Database Normalization & Everything you need to know about normalization

Gautam Gandhi
3 min readMay 23, 2021

--

Definition: Database normalization is a technique for organizing the data in the database.

Normalization deals with redundancy(repetition) and database anomalies.

Database Anomalies

Insertion Anomaly

Imagine for a new admission, until and unless students select a branch, data of the student inserted in the table for branch column will be NULL.

Also, there are multiple students in the same branch them all of them have the same branch details, this means branch information is repeated for all those students.

These are Insertion Anomaly

Update Anomaly

Imagine let's say one teacher name ‘X’ from your department leaves the college. Then we have to update the record of ‘X’ in every table, At all the places where the ‘X’ name appears.

Failing in doing so will result in an update anomaly and it will lead to data inconsistency.

Delete Anomaly

Imagine let's say there is only one employee in a department and that employee leaves due to some reason. Department info is only present with that employee records. Then deleting the data of that employee will also delete the department info.

This is a delete anomaly.

Normalization deals with all these anomalies.

Normalization Forms

Normalization rules

  1. First Normal Form
  2. Second Normal Form
  3. Third Normal Form
  4. BCNF
  5. Fourth Normal Form

First Normal Form

For the table to be in the first normal form then it should follow some rules:

a. It should have an Atomic (single) valued column.

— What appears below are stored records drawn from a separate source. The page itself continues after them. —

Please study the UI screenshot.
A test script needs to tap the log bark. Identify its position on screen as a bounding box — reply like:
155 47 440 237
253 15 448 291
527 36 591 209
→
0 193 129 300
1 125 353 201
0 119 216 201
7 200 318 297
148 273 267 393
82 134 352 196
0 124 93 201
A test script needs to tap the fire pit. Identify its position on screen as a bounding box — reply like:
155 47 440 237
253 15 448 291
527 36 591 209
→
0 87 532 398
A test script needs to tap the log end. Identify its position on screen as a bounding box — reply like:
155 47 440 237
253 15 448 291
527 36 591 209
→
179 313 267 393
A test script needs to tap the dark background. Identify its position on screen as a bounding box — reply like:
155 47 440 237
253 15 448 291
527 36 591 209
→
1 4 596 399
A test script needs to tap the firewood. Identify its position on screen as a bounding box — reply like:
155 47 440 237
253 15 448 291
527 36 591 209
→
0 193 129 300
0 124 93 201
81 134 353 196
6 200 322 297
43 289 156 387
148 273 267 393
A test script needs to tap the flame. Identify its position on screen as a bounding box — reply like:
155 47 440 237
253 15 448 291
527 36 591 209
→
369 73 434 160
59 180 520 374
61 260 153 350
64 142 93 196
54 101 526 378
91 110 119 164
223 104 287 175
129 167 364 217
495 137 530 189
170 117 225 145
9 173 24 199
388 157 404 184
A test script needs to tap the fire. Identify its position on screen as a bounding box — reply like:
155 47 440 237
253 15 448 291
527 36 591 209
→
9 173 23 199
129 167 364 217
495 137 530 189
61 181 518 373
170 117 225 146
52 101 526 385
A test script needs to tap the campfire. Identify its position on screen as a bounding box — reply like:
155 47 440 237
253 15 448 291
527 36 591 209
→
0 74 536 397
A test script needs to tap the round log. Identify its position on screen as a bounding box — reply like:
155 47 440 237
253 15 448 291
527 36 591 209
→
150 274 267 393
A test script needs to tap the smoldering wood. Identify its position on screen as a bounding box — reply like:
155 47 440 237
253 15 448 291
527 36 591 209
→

b. Values stored in the column should be of the same Domain(type).

Second Normal Form

For the table to be in the second normal form then it should follow some rules:

a. Table should be in first normal form.

b. It should not have any Partial dependency.

Partial Dependency: It is a dependency where a non-prime attribute(column) in a table depends on only a part of the primary key and not on the whole key.

Third Normal Form

For the table to be in the third normal form then it should follow some rules:

a. Table should be in second normal form.

b. It should not have any Transitive dependency.

Transitive Dependency: When a non-prime attribute(column) depends on other non-prime attributes(column) and that attribute is dependent on the primary key.

example:

NP -> NP -> P

NP(Non-Prime)

P(Prime)

NOTE: We should normalization up to a certain extend. Having normalization too deep is also not advisable. that’s why we only do normalization up to 3rd normal form.

BCNF (Boyce-Codd Normal Form)

Higher version of Third Normal Form.

For the table to be in the BCNF normal form then it should follow some rules:

a. Table must be in Third normal form.

b. It deals with multiple overlapping candidate keys.

Fourth Normal Form

For the table to be in the fourth normal form then it should follow some rules:

a. Table must be in BCNF.

b. It deals with Multivalued dependency.

Multivalued Dependency: When two attributes in a table are dependent on each other but, both dependent on a third attribute.

--

--